Current Affairs Should Moravians be treated as an ethnic minority?
Czech law gives special rights to minorities who make up at least ten percent of the population of a town or village. This gives them the right to have public signs in their own language, and to use their mother tongue when dealing with government authorities. According to the last census Moravians - who live in the eastern half of the Czech Republic - are the second largest ethnic group in the country. That would give them special rights as a minority - but are they one?
In the last census taken in 2001, there were about 380 thousand people in
the Czech Republic who claimed to have Moravian nationality. But unlike
Poles on the Czech-Polish border, for instance, Moravians are not treated
as a minority group at all.

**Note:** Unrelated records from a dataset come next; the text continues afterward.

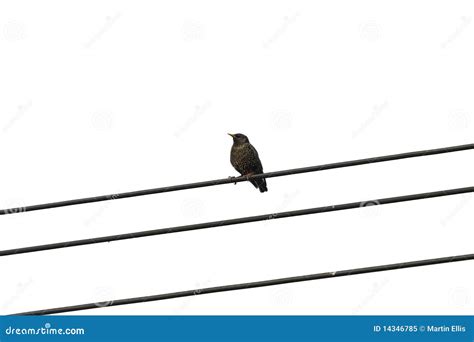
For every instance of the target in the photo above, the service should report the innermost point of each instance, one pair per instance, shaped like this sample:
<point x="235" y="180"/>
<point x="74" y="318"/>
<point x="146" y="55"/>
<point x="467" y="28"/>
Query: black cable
<point x="240" y="220"/>
<point x="237" y="179"/>
<point x="244" y="286"/>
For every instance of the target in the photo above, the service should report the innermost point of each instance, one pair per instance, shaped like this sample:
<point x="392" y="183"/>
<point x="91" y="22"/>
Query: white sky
<point x="111" y="96"/>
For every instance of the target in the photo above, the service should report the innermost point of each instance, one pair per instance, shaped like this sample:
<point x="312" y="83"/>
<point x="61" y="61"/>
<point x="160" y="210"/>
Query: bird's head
<point x="239" y="138"/>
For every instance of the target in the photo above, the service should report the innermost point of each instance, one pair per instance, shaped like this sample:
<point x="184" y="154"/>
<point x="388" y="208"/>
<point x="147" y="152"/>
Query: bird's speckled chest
<point x="244" y="158"/>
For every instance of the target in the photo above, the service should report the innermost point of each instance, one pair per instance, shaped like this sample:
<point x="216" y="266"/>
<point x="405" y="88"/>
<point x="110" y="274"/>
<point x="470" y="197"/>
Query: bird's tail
<point x="260" y="184"/>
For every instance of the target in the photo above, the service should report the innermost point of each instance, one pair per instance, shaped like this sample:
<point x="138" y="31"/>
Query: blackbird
<point x="244" y="158"/>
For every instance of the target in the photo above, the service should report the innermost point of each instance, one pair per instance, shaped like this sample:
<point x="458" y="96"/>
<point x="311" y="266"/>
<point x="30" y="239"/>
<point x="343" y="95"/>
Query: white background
<point x="110" y="96"/>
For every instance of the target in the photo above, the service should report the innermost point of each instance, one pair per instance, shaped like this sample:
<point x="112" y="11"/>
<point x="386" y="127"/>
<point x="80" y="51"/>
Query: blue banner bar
<point x="237" y="328"/>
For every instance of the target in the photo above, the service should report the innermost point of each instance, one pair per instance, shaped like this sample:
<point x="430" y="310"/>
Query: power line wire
<point x="244" y="286"/>
<point x="237" y="179"/>
<point x="240" y="220"/>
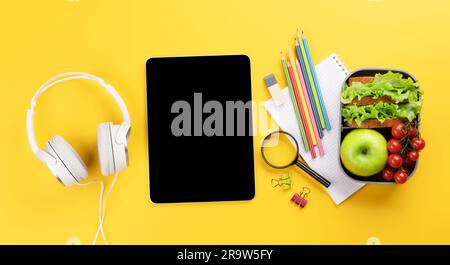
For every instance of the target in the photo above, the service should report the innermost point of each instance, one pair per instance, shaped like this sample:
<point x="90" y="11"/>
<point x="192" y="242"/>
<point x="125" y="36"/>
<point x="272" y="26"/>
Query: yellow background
<point x="113" y="39"/>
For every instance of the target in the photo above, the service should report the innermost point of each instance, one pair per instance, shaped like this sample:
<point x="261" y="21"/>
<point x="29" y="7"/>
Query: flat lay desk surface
<point x="113" y="39"/>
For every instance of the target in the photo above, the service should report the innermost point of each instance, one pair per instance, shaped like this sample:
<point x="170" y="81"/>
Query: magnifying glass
<point x="278" y="152"/>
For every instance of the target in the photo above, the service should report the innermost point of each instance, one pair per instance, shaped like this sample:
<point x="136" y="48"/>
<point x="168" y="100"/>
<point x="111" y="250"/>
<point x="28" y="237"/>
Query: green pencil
<point x="311" y="81"/>
<point x="291" y="93"/>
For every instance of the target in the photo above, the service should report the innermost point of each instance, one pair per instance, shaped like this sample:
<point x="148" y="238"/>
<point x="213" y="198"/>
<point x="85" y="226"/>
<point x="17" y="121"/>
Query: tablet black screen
<point x="189" y="160"/>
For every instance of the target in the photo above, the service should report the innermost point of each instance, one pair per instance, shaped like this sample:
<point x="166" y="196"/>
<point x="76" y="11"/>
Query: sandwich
<point x="380" y="101"/>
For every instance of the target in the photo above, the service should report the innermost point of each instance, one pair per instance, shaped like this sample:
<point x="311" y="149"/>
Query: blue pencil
<point x="316" y="82"/>
<point x="308" y="89"/>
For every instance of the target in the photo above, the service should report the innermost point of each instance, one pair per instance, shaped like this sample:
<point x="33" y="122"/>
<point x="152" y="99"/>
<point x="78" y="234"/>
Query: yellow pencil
<point x="302" y="98"/>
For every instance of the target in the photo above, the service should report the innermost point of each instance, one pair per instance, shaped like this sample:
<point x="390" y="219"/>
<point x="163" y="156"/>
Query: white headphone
<point x="62" y="160"/>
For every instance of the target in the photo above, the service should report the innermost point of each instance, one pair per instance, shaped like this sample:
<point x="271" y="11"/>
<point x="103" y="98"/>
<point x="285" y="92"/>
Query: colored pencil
<point x="316" y="82"/>
<point x="302" y="113"/>
<point x="302" y="99"/>
<point x="308" y="89"/>
<point x="311" y="82"/>
<point x="308" y="104"/>
<point x="294" y="102"/>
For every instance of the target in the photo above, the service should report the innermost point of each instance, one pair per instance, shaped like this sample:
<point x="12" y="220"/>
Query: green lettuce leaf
<point x="380" y="111"/>
<point x="393" y="85"/>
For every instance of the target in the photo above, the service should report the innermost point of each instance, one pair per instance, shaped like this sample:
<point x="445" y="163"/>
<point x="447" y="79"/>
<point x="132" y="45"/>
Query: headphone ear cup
<point x="120" y="149"/>
<point x="105" y="152"/>
<point x="112" y="155"/>
<point x="69" y="169"/>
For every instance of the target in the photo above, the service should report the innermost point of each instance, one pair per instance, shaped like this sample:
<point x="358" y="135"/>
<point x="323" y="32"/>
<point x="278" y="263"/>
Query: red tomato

The cultural as well as language differences
are very small, and most people in the Czech Republic - Bohemians and
Moravians alike - would not even think of regarding Moravians as a
minority group. However, the law on ethnic minorities defines them as
such. And although the authorities know that the law is not observed, the
Interior Ministry, which is in this case responsible for the definition of
minorities, is not going to make any changes to it.
Whether Moravians should enjoy the same rights as other ethnic minorities seems more than questionable; politicians, experts and Moravians themselves are not unanimous on the matter. Also, there is no official Moravian language. It is rather a dialect which does not differ very much from Czech. I spoke with the leader of the Moravians party, Pavel Dohnal, and asked whether he thought they should be treated as a special minority.
Pavel Dohnal
"There's no reason for it and I think it wouldn't be justified
because we Moravians consider the whole law concerning ethnic minorities
to be bad. What we particularly dislike about the law is that it doesn't
define Moravians as an ethnic majority, just like Bohemians. It is one of
the ethic majorities in the Czech Republic. According to the law we are an
ethnic minority, but we naturally do not feel like a minority in our own
country!"
Many experts question the existence of Moravian nationality, but Mr Dohnal says this mainly concerns Bohemian experts, and that they have their own reasons for doing so.
"It depends on who those experts are. Experts in the Czech Republic have been working in support of some politicians who wish to suppress the promotion of Moravian identity. I can give you a practical example from Slovakia: In Slovakia they have a governmental committee for ethnic minorities. Besides the representative of the Czech minority, there is also a representative of the Moravians on that committee. And it is only logical that if there's a Moravian ethnic minority in Slovakia, there has to exist a majority somewhere. And I don't see where this majority is supposed to be, if not in the South-East of the Czech Republic, in Moravia. So, it is always a question of these would-be experts and their political view of the matter."